Cumhuriyetin ikinci asrını, Türkiye Yüzyılı ile taçlandırmayı hedeflediklerini ifade eden Cumhurbaşkanı Erdoğan; “Daha fazla demokrasi, özgürlük, güvenlik, kardeşlik, refah, huzur ve kalkınma için 85 milyonun tamamını Türkiye Yüzyılı’nın inşasına destek olmaya davet ediyorum. Biz birlikte Türkiye’yiz. Biz tüm zenginlikleriyle büyük Türk milletiyiz. Tarihi şanlı zaferlerle dolu kahraman ecdadın torunlarıyız. Bize yakışan birliktir, beraberliktir, bir duvarın tuğlaları gibi kenetlenmektir. Bunu başardığımızda Allah’ın izniyle önümüze çıkacak hiçbir engel yoktur. El ele gönül gönüle vererek, Türkiye Yüzyılını kucaklaşmanın, büyümenin, kalkınmanın ve barışın yüzyılı yapacağımıza yürekten inanıyorum” dedi.
“Türk Ekonomisini Güçlendirmeye, Büyütmeye Devam Edeceğiz”
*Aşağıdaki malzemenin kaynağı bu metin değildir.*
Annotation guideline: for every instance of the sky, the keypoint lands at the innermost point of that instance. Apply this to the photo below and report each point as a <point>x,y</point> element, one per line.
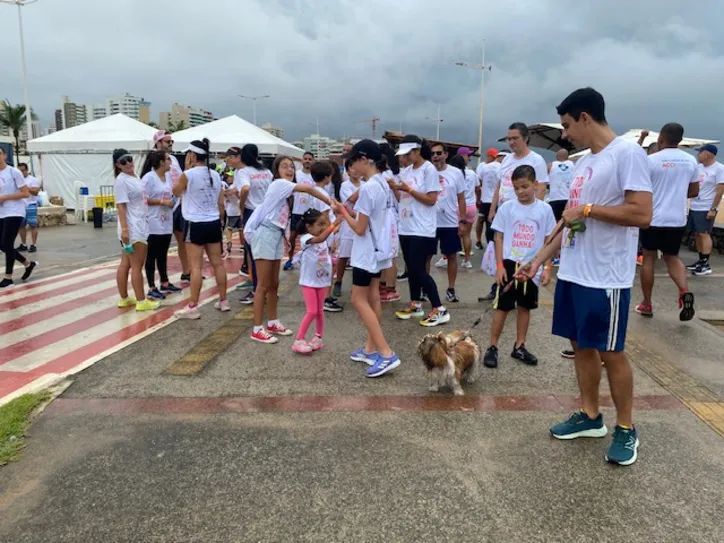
<point>344,61</point>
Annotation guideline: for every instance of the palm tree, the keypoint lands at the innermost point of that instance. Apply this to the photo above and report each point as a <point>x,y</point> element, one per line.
<point>13,118</point>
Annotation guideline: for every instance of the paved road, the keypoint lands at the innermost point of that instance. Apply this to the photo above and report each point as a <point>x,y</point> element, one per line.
<point>194,433</point>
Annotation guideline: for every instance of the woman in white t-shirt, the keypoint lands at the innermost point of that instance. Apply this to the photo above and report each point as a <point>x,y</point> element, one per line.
<point>264,231</point>
<point>203,206</point>
<point>130,197</point>
<point>371,253</point>
<point>159,197</point>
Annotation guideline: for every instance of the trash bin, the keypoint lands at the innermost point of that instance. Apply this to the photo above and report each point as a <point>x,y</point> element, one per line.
<point>97,217</point>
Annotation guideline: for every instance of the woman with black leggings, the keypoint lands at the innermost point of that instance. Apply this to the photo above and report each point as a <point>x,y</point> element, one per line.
<point>13,191</point>
<point>157,186</point>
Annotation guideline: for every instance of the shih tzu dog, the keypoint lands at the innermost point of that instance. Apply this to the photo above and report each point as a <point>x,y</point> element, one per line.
<point>449,357</point>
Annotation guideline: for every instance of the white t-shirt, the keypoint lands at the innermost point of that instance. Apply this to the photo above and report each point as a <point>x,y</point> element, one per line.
<point>508,166</point>
<point>130,191</point>
<point>524,229</point>
<point>452,183</point>
<point>32,183</point>
<point>604,256</point>
<point>258,182</point>
<point>316,263</point>
<point>672,170</point>
<point>560,178</point>
<point>160,218</point>
<point>372,202</point>
<point>302,200</point>
<point>11,181</point>
<point>471,181</point>
<point>489,180</point>
<point>417,219</point>
<point>201,197</point>
<point>709,178</point>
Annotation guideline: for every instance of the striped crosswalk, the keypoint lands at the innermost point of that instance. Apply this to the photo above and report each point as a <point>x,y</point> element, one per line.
<point>60,325</point>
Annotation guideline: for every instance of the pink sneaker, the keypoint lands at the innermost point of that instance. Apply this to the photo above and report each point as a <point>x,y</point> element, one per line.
<point>316,343</point>
<point>302,347</point>
<point>279,329</point>
<point>262,336</point>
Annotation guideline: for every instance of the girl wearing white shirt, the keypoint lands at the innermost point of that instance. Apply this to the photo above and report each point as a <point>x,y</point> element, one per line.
<point>158,187</point>
<point>264,231</point>
<point>203,206</point>
<point>13,191</point>
<point>130,200</point>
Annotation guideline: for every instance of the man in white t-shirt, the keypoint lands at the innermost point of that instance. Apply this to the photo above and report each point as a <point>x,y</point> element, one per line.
<point>611,196</point>
<point>31,211</point>
<point>674,179</point>
<point>302,201</point>
<point>705,206</point>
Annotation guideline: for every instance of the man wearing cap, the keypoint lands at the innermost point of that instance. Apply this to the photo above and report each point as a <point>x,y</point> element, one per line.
<point>705,206</point>
<point>163,141</point>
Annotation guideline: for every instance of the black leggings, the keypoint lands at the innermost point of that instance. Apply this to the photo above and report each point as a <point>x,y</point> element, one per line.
<point>416,250</point>
<point>9,227</point>
<point>156,256</point>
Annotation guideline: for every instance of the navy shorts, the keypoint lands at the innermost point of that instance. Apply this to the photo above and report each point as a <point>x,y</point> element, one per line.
<point>595,318</point>
<point>449,241</point>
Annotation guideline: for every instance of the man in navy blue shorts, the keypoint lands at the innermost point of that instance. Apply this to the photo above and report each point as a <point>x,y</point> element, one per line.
<point>611,194</point>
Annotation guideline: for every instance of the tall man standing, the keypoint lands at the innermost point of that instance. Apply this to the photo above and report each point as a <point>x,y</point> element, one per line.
<point>611,193</point>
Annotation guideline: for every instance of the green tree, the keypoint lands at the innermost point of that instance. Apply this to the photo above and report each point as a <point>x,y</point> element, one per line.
<point>13,118</point>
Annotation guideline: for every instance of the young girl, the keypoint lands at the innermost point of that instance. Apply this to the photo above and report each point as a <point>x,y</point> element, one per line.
<point>315,275</point>
<point>264,231</point>
<point>371,253</point>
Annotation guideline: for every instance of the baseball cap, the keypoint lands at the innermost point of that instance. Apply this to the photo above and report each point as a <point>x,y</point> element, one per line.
<point>709,147</point>
<point>366,149</point>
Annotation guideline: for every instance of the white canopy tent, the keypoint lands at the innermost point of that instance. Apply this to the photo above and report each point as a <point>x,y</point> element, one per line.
<point>235,131</point>
<point>83,153</point>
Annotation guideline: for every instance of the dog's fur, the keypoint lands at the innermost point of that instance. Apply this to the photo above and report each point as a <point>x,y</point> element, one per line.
<point>448,358</point>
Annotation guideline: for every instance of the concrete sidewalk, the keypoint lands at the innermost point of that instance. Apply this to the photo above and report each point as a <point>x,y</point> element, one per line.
<point>264,445</point>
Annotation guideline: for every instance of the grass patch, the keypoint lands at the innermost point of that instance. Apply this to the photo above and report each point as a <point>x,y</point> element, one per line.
<point>14,421</point>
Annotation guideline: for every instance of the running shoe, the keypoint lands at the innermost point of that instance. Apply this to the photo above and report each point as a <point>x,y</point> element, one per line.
<point>413,311</point>
<point>126,302</point>
<point>301,347</point>
<point>33,264</point>
<point>645,310</point>
<point>361,356</point>
<point>686,304</point>
<point>579,424</point>
<point>436,318</point>
<point>147,305</point>
<point>382,365</point>
<point>279,329</point>
<point>262,336</point>
<point>624,447</point>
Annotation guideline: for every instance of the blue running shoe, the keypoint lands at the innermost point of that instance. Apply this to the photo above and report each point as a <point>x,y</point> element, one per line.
<point>383,365</point>
<point>580,425</point>
<point>361,356</point>
<point>624,446</point>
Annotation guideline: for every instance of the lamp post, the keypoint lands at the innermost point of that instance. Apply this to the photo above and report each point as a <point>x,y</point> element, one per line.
<point>482,67</point>
<point>28,111</point>
<point>253,101</point>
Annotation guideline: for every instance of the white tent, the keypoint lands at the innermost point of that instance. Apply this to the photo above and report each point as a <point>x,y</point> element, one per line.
<point>235,131</point>
<point>83,153</point>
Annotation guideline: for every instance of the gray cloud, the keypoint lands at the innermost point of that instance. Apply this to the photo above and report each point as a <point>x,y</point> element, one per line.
<point>345,61</point>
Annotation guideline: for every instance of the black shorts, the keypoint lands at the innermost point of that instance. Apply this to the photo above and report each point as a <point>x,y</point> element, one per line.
<point>558,207</point>
<point>662,238</point>
<point>522,294</point>
<point>449,241</point>
<point>179,224</point>
<point>363,278</point>
<point>203,233</point>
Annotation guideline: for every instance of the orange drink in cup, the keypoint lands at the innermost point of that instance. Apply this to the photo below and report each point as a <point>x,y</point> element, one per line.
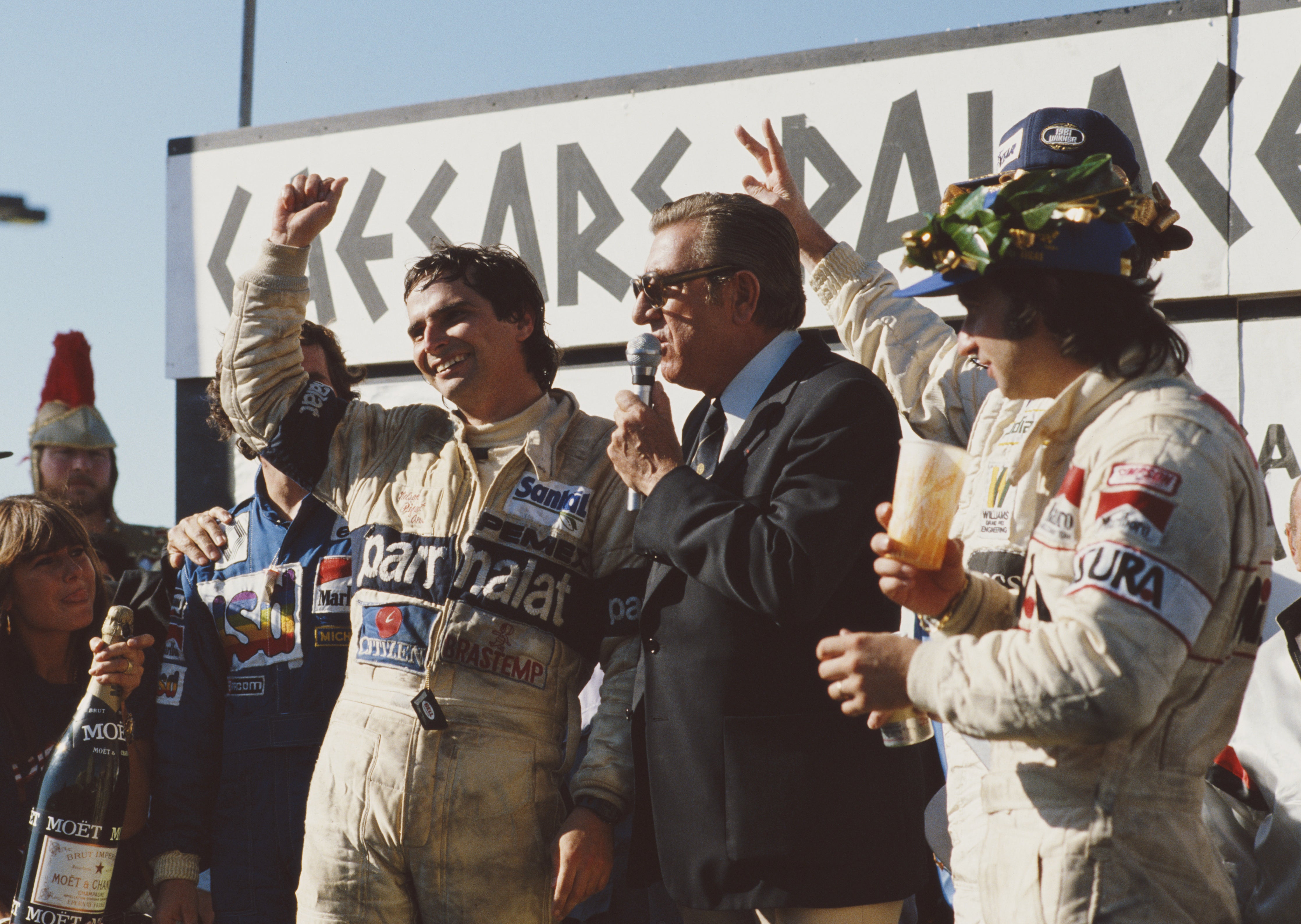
<point>928,485</point>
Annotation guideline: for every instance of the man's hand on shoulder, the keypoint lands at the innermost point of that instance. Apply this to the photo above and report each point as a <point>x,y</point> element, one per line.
<point>582,859</point>
<point>180,900</point>
<point>198,538</point>
<point>304,209</point>
<point>780,191</point>
<point>644,446</point>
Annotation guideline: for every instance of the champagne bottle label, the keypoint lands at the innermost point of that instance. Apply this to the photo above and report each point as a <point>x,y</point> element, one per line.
<point>72,876</point>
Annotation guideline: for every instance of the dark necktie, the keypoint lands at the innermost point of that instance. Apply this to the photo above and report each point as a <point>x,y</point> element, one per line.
<point>711,443</point>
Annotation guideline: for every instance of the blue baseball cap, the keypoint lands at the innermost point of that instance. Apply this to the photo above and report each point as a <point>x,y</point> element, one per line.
<point>1060,137</point>
<point>1093,248</point>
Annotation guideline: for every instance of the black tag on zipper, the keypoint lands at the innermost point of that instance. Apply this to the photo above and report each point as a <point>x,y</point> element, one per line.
<point>429,711</point>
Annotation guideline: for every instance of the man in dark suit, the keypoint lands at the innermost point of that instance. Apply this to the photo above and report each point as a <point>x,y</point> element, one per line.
<point>755,793</point>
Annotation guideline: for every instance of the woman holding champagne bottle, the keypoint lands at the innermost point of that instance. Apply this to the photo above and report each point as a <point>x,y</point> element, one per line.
<point>53,603</point>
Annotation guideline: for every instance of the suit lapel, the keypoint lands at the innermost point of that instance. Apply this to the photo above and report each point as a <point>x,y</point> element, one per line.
<point>807,356</point>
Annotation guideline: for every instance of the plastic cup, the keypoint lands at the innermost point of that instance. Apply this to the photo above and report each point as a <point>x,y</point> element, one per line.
<point>906,728</point>
<point>928,486</point>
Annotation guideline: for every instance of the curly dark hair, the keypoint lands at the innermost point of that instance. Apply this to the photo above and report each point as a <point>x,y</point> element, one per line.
<point>343,378</point>
<point>32,525</point>
<point>503,278</point>
<point>1097,319</point>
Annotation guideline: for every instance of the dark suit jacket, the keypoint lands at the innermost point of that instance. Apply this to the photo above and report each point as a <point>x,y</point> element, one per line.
<point>762,793</point>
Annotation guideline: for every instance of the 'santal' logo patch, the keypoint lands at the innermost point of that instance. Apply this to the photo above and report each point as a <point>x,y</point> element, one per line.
<point>551,504</point>
<point>171,685</point>
<point>395,637</point>
<point>1152,477</point>
<point>1062,137</point>
<point>1144,581</point>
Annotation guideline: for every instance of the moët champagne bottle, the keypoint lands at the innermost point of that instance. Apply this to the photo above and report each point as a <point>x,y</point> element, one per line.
<point>77,823</point>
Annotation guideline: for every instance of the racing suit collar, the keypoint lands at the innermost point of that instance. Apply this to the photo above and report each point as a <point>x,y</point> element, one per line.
<point>542,442</point>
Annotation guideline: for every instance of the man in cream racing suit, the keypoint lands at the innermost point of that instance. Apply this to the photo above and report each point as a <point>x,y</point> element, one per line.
<point>940,392</point>
<point>494,569</point>
<point>1114,675</point>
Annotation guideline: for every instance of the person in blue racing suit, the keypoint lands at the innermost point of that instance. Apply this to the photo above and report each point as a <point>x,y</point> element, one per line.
<point>253,664</point>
Uluslararası alanda etki sahibi bir ülke olmanın yolunun tüm unsurlarıyla ekonomisi güçlü bir ülke olmaktan geçtiğine vurgu yapan Cumhurbaşkanı Erdoğan; “Bu anlayışla Türk ekonomisini güçlendirmeye, büyütmeye devam edeceğiz. Geçtiğimiz haftalarda 12. Kalkınma Planını meclisimizin takdirine sunduk. 2024- 2028 yıllarını kapsayan 12. Kalkınma Planı’nı Meclis görüşmeleri tamamlandıktan sonra yürürlüğe koyacağız. Tüm taraflarla istişare ederek hazırlanan planın en önemli özelliği, 2053 vizyonumuza ışık tutmasıdır. Birileri parti içi kavgalarla, Güneş Motel utancını aratmayan pazarlıklarla, siyaseti zedeleyen ayak oyunlarıyla günlerini geçirirken biz 30 yıl sonrasını düşünüyor, 30 yıl sonrasının hedeflerini belirliyoruz. Cumhuriyetimizin 100. yılına 21 yıl öncesiyle kıyas bile edilemeyecek kadar güçlü girdiysek, İstanbul’un fethinin 600. sene-i devriyesini inşallah satın alma paritesine göre dünyanın ilk beş ekonomisinden biri olarak karşılayacağız. Türkiye ekonomisi için 2053 hedefimiz 7.7 trilyon dolar milli gelir düzeyine ulaşmaktır. Türkiye bugün birileri için hayal gibi görünen bu seviyeyi yakalayacak potansiyele, imkana ve kapasiteye fazlasıyla sahiptir. Bu hedeflere giderken en kritik husus; günlük sorunlarda boğulmamaktır. Biz de gözümüzü ufuktan ayırmamaya hassasiyet gösteriyoruz. Meydanlarda vatandaşımıza verdiğimiz sözleri ekonomimizin şartlarını zorlama pahasına devam ediyoruz” dedi.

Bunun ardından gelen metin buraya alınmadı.